As for the historical data and architectural classification presented in Wooden Churches, it, too, is subjugated to the typology. One feature of the Bechers’ books is a simple explanation of the structural components and functions of the subject. No such explanation is given here of the parts that constitute a church. There also is no explanation of the architectural styles loosely applied to the churches in the section of historical data. The fact that the historical data is arranged by town, not by image sequence, and is segregated from the portfolio reinforces its secondary nature.
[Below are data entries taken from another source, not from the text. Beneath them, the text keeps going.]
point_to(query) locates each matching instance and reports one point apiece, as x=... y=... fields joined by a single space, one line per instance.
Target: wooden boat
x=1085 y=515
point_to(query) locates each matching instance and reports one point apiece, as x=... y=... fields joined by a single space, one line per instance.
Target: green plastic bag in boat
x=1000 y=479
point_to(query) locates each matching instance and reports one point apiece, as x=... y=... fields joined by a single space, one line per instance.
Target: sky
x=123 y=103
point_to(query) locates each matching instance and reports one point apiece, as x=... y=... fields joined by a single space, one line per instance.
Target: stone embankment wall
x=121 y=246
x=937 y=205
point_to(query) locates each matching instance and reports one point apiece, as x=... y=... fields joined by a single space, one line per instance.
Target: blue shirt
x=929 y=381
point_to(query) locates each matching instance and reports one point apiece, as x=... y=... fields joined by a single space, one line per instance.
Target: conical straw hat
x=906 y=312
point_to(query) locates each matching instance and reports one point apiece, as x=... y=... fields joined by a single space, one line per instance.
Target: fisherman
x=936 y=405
For those who are knowledgeable of architecture, this collection of photographs is a valuable study in microcosm of the variations in wooden church facades, but for those who are not, the delight is in the purely visual.

 

Although Baker’s photography compromises some of his visual goals, the project achieves a valuable visual record of wooden churches for the Columbia County Historical Society and for all those interested in the simple beauty and variation of church architecture. As a whole,

 

Wooden Churches: Columbia County Legacy touches upon a variety of interests centered around the documentation of the country church. The book preserves and compiles historical information about the churches for comparison—such as the establishment date of the congregations, the date the churches were constructed, the latest denominations, and a loose architectural classification. Finally, this information and the church facades are given greater significance by Ruth Piwonka’s interesting and informative essay, which is the glue for the project. Her essay establishes the roles religion and the physical structure of the church have played in the history of Columbia County, and the importance these churches possess as symbols connecting decades of change. One of the most individually compelling images of Baker’s portfolio encapsulates the history these structures have endured. Created by the perhaps undesirable effects of the long rays of the sun, the shadow of a telephone pole falls across the front of the Philmont Reformed Church. Its presence combines the stark beauty of a simple wooden church in the full sun and the passage of time and change.